The Growth Mindset turns failures into positives as seens them as an opportunity to learn and grow. Enabling individuals to try new things that might fail, stretches their boundries and encourages out-of-the-box thinking, which are essential in overcoming new challenges posed by the current situation. Make sure the team know they won’t be penalised for trying new ideas.
Although being stuck at home for a long period of time could be frustrating and lead to a lethagic and demotivated workforce, approaching team management with a growth mindset allows staff to take advantage of the opportunities to develop new skills, both personal and professional. You could even end up with a more connected and successful workforce.

Manage accomplishments not activity

Most managers who have been trained in the Growth Mindset and current ways of working know that micromanaging your team, whether in the office or remotely, is a surefire way to demotivate them. Working from home has many more distractions than the usual office environment, and there may be a temptation to constantly check in with team members to make sure they are are on task. Micromanagent has proven over and over again to have negative implications for both long and short term motivation. Enable autonomous working by setting group and individual goals and schedule time to catch up on progress. Once team members are free to plan and deliver work on their own schedule, they are able to implement their own, individual ways of working which could have a long term impact on overhauling business processes. Being given the freedom to work at their own pace and chose when to switch between tasks can be highly motivating for individuals and it’s essential to tap into that enthusiasm when you are keeping a workforce motivated for a long period of time remotely.

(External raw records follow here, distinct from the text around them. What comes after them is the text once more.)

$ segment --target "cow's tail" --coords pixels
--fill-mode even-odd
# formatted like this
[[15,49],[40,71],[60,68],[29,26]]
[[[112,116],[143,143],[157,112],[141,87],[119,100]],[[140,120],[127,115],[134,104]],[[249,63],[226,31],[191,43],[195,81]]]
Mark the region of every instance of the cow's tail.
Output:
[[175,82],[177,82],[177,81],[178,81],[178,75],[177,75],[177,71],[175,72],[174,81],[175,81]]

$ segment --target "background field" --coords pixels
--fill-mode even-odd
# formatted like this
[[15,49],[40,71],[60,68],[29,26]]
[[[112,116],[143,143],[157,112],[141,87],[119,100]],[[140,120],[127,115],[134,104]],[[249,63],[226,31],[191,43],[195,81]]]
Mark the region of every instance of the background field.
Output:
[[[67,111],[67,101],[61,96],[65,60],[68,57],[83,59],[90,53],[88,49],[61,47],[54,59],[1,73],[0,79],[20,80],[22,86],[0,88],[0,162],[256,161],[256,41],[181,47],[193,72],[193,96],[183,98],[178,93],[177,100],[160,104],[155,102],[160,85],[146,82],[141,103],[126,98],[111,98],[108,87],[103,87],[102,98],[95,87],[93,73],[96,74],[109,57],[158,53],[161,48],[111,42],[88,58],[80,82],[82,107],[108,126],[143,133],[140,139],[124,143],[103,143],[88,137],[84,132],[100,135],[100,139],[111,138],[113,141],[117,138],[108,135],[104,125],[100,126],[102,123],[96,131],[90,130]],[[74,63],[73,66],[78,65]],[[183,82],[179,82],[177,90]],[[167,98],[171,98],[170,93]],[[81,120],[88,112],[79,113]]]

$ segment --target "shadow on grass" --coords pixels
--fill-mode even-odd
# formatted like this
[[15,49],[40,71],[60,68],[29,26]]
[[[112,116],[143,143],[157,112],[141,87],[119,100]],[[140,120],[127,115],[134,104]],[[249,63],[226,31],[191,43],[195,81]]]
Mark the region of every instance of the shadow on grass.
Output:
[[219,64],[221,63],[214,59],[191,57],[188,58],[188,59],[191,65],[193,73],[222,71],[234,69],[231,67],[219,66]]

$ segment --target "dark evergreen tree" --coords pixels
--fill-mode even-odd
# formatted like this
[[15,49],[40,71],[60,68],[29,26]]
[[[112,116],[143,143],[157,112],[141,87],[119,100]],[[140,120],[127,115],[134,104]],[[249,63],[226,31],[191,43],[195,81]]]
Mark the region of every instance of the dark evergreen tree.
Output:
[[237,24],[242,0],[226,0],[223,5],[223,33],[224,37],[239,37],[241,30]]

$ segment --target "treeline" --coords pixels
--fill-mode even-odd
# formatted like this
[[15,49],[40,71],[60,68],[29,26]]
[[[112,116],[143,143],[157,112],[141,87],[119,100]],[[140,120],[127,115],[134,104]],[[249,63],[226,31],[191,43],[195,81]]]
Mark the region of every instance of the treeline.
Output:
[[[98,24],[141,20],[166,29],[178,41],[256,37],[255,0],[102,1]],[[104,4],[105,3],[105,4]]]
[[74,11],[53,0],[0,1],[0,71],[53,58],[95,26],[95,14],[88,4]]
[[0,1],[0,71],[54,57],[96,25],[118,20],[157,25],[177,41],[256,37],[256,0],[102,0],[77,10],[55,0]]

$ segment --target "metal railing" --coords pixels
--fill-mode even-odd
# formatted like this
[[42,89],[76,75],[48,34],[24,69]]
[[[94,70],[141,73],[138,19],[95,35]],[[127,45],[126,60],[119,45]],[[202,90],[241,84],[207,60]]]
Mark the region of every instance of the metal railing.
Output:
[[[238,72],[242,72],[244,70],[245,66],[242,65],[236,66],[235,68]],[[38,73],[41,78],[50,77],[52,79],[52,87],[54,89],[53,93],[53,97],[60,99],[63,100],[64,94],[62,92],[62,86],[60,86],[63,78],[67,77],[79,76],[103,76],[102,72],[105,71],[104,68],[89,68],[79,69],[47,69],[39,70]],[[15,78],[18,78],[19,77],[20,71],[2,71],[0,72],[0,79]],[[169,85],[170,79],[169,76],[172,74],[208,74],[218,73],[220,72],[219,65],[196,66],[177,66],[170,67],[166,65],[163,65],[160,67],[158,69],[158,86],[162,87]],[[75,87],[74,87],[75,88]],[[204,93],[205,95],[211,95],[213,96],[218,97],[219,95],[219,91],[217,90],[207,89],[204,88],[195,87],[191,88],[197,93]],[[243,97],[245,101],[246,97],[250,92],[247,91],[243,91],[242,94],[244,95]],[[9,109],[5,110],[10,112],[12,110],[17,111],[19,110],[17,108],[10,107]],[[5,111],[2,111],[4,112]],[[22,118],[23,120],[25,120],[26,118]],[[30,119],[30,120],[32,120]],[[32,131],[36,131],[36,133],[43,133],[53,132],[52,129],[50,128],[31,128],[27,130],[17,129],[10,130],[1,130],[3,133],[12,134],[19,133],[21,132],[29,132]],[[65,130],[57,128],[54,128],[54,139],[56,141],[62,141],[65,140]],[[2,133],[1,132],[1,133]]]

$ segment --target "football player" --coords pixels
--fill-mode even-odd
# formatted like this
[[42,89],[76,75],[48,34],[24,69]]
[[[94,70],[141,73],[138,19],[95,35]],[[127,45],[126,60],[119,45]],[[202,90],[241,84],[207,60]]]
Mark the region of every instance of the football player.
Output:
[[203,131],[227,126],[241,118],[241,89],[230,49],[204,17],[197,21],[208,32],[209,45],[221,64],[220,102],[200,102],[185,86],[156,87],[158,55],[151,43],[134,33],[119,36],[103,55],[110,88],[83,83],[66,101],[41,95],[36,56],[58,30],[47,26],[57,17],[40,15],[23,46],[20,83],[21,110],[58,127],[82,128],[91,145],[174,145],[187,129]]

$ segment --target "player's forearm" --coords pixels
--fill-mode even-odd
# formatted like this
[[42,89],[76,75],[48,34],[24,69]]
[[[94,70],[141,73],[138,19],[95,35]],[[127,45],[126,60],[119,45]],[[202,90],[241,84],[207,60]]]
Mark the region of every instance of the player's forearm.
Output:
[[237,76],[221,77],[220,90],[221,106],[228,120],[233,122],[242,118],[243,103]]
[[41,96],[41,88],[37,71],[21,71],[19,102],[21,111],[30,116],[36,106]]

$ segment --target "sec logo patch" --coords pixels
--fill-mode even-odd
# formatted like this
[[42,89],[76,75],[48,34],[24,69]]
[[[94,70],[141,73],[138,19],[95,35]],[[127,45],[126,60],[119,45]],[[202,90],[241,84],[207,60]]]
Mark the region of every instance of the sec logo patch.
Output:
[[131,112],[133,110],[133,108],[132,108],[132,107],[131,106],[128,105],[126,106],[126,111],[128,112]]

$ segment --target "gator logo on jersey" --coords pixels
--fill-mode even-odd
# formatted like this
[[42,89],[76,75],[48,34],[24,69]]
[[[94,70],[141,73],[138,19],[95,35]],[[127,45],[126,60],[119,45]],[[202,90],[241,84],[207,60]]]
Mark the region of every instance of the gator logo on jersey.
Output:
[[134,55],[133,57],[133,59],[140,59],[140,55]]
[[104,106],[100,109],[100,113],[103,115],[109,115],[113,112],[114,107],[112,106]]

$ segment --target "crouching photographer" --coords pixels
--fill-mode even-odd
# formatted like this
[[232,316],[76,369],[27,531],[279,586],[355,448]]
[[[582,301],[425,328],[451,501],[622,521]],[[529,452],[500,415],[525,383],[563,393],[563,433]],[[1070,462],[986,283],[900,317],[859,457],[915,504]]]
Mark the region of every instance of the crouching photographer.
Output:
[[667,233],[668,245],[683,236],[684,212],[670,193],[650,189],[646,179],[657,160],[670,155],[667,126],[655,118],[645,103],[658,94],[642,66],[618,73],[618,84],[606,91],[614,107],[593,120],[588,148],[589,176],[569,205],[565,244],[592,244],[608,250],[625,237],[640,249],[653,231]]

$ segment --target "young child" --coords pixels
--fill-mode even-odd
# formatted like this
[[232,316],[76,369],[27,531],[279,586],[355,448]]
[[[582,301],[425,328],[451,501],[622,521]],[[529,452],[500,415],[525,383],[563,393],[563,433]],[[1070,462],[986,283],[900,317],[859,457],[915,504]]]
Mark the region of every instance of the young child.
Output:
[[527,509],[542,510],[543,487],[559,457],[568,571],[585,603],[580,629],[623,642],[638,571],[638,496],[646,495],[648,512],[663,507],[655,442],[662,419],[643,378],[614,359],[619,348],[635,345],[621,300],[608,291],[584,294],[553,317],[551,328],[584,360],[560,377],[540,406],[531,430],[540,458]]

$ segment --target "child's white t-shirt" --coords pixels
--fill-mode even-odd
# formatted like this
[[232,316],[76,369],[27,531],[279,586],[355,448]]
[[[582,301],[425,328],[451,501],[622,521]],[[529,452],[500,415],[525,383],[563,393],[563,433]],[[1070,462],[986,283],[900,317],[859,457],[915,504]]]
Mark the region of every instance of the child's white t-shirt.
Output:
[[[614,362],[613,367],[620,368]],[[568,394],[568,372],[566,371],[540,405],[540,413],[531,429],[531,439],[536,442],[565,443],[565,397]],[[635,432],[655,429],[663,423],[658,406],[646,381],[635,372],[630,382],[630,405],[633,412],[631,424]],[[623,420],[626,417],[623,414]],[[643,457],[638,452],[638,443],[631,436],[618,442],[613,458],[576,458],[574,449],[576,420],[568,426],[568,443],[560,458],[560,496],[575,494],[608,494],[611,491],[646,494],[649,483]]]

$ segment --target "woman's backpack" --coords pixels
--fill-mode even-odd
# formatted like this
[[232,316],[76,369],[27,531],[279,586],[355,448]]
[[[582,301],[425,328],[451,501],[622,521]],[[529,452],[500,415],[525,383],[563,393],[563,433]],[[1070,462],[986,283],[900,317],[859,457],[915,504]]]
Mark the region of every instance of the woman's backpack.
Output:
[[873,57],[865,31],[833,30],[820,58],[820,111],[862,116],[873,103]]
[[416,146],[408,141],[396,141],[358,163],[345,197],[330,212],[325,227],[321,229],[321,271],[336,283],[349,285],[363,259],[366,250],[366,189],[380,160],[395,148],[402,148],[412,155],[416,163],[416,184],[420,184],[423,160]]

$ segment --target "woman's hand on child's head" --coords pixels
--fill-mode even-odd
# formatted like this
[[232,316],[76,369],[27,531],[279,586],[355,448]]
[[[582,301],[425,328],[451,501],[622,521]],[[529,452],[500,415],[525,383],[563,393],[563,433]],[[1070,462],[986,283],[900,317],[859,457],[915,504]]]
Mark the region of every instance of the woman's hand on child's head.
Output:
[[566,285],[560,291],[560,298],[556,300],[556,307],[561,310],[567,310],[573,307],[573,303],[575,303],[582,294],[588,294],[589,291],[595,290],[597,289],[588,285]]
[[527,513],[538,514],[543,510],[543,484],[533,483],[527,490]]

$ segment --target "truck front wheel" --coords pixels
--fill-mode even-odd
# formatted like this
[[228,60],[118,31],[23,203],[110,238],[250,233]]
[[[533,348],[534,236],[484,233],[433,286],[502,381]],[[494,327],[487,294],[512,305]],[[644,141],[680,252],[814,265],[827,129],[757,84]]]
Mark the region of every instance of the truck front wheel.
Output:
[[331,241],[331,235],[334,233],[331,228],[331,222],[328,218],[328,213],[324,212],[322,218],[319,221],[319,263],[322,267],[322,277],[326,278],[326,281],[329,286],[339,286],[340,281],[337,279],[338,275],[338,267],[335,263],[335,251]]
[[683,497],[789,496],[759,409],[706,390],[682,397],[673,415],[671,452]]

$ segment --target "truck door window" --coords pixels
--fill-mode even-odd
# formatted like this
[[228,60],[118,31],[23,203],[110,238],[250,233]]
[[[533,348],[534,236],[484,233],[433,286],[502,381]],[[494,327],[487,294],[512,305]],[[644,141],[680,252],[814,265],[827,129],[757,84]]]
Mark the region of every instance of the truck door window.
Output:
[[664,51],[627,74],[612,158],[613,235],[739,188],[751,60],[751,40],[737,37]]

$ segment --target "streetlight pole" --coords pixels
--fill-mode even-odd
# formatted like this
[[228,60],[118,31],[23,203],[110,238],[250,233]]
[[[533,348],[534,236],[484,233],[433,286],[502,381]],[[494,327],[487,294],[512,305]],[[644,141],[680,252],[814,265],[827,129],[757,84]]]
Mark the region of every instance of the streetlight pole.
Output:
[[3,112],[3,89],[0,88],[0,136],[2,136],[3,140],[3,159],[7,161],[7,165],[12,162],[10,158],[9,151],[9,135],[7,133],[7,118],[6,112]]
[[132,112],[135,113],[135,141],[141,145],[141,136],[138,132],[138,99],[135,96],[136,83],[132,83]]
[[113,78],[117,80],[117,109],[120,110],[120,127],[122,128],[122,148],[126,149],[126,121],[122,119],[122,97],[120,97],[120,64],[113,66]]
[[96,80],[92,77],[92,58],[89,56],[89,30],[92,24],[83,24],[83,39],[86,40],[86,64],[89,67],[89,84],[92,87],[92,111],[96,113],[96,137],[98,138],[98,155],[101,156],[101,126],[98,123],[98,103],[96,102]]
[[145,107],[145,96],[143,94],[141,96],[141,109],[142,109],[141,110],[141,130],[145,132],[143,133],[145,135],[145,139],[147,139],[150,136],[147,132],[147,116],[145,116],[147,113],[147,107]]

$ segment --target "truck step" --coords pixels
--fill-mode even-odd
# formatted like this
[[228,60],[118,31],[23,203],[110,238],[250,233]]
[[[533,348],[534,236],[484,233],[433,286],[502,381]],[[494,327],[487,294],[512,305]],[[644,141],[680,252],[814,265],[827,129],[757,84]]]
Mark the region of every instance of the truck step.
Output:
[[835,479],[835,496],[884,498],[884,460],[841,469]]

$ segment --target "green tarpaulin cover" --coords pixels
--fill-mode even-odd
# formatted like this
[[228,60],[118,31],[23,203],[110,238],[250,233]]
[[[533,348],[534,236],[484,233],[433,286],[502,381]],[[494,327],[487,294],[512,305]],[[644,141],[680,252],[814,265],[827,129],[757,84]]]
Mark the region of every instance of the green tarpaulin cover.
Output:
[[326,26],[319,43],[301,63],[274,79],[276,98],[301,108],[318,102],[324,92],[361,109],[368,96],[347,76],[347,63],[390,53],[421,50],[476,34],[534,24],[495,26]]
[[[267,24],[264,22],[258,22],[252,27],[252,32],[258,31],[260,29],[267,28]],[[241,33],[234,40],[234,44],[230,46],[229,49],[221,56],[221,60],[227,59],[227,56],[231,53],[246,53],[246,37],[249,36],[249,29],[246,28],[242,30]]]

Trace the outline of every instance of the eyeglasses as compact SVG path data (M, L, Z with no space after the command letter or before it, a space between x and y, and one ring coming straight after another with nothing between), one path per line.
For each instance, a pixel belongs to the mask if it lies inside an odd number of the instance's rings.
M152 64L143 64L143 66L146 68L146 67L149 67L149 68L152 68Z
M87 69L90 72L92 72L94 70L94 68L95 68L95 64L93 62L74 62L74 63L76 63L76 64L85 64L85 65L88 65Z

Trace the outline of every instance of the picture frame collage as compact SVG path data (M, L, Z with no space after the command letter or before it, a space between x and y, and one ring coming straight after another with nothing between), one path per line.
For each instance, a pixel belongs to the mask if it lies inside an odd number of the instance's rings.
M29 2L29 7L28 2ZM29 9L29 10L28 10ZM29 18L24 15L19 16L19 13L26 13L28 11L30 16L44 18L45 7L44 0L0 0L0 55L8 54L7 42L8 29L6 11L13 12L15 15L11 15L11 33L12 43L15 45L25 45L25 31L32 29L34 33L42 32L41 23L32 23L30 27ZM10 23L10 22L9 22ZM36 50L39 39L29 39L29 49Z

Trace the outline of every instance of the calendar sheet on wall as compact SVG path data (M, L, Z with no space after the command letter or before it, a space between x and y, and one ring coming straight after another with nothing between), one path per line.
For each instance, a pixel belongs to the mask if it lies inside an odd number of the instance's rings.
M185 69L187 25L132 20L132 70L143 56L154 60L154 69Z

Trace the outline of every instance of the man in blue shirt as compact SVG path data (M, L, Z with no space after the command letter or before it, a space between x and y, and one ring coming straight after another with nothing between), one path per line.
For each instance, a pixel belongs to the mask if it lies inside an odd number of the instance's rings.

Without the group location of a central office, workers can easily become isolated. Managers must find new ways of keeping in touch with their employees without the formalised work environment to facilitate. Managers should seek out opportunities for colleages to interact throughout the day and with scheduled catch-ups. Arrange video conferences for group meetings, and encourage the use of work-focused chat apps such as Google Hangouts for informal interactions. Build time into your own schedule to recognise achievements in a group setting, this could be an ongoing email thread or a group video conference.


Once you have schedules and plans in place, it’s important to step back and watch how the team manage the situation themselves. This is a time where every individual at any level of employment will be forced out of their comfort zone and into the unknown, share the concept of the Growth Mindset and how it can benefit individuals. Keep dialogue open so that issues can be raised as they occur and not be allowed to fester and cause worry or resentment. Times of crisis can be excellent opportunities for individuals to shine – be sure to recognise and reward those who rise to the challenge!